We provide direct services for young women and girls aged up to 25 and training for professionals who work with them. We set up Abianda to address the gap in services for young women affected by 'gangs' and to change the way services are delivered to them, so we can more effectively respond to their needs. We do this through our unique model of practice – we address the barriers that stop young women from seeking help & work alongside them to design & deliver our services.

Our Guiding Principles

​We believe that:

  • Young women are experts on their own lives.

  • Young women have innate resources, competence and resilience.

  • People affected by a problem are best placed to find the solutions.

  • We must shift traditional power hierarchies in service delivery in order to enable young women's participation in solution-building.

  • We must support young women to have their voices heard in order that they can influence the design and delivery of services.

 

Organisation Background

Abi Billinghurst founded Abianda in 2014. Her vision was to create an organisation that would bring about social impact through frontline services and training for professionals.

 

These services and training would, in turn, bring about a culture shift in provision for gang-affected young women who traditionally neither felt safe accessing, nor trusted, statutory services. These young women would therefore deal with adversity, risk and harm within their peer group, rather than reaching out for professional support. As this service provision was not working for gang-affected young women, Abi wanted to create something that did.

 

Keen to embed participation at the heart of the organisation, she, therefore, founded Abianda so that it would:

  1. Stand shoulder to shoulder with young women

    • No one knows a young woman’s life like the young woman herself, so it is right and logical that they are embedded within the organisation so that we can understand the realities of their lives.

    • We work in a collegial and collaborative way so that these young women influence the design and delivery of our services.

  2. Have a model of growth which supported social impact

    • Young women are embedded into the infrastructure of the organisation, so as Abianda grows, we have the opportunity to support young women to develop new skills and to learn new organisational functions themselves.
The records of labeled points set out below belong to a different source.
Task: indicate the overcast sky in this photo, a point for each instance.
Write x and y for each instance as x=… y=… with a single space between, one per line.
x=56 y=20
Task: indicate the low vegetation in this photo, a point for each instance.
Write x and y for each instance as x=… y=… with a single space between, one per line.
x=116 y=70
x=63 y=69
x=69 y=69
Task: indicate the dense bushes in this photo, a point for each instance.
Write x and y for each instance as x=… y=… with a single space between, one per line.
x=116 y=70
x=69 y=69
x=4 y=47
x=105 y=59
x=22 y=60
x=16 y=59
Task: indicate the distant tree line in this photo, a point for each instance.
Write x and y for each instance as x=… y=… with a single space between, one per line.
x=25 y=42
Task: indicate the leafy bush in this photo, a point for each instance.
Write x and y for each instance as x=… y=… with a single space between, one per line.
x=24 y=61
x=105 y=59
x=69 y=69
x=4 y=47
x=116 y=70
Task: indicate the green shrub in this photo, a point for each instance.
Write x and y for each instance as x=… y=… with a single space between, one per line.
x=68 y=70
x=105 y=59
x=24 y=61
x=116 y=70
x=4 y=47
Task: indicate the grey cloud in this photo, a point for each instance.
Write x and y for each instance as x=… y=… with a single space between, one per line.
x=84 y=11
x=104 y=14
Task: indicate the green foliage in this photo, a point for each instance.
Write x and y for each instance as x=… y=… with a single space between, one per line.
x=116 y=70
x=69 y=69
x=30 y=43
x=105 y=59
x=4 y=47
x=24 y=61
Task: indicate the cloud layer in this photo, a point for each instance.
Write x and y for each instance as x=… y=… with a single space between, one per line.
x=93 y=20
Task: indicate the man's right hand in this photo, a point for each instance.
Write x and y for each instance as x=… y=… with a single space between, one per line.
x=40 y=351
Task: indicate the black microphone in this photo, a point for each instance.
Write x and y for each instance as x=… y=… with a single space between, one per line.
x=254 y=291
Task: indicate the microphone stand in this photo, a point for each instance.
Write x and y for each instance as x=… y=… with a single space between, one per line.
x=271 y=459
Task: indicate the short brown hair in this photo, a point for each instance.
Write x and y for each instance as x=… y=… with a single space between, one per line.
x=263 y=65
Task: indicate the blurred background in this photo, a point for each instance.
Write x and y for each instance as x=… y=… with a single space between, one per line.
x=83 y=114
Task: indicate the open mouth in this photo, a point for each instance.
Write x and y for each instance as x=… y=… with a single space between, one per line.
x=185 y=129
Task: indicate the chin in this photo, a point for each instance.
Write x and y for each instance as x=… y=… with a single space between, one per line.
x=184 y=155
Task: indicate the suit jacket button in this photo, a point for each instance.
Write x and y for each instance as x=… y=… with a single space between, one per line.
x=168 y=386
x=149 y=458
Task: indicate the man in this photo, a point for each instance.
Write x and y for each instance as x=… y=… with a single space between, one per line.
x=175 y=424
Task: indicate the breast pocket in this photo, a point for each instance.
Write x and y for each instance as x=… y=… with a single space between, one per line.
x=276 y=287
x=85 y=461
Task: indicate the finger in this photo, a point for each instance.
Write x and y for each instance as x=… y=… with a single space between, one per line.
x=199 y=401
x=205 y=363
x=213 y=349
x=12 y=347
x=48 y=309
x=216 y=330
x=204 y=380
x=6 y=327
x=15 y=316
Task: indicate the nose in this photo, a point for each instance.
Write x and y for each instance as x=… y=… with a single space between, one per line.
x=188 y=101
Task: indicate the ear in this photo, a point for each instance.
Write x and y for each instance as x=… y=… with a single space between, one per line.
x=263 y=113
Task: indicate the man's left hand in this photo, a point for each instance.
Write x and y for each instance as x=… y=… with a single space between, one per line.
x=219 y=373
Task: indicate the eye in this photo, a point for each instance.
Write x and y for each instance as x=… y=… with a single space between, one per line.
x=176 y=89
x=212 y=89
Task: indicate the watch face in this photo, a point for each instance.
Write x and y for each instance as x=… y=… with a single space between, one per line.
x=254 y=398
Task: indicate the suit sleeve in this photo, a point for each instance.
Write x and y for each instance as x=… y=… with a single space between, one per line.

All our training is informed by young women who have used our services and are paid for their work.

    • We therefore can deliver social impact through the services we deliver, as well as through our infrastructure as we grow, thus staying loyal to the principles of participation at the heart of the organisation.

  3. Work as a not-for-profit business, and not a charity

    • We are self-sufficient and innovative in our income generation, working to be sustainable and commercially viable, with the freedom to pursue social impact defined by young women.

 

"I feel like I am living now, I can breathe."

- Young woman's feedback
 

Abianda welcomes all women to our services and to work with us. For the avoidance of all doubt, this includes trans women. We also welcome non-binary people if they feel that they have lived experience that aligns with that of women and girls.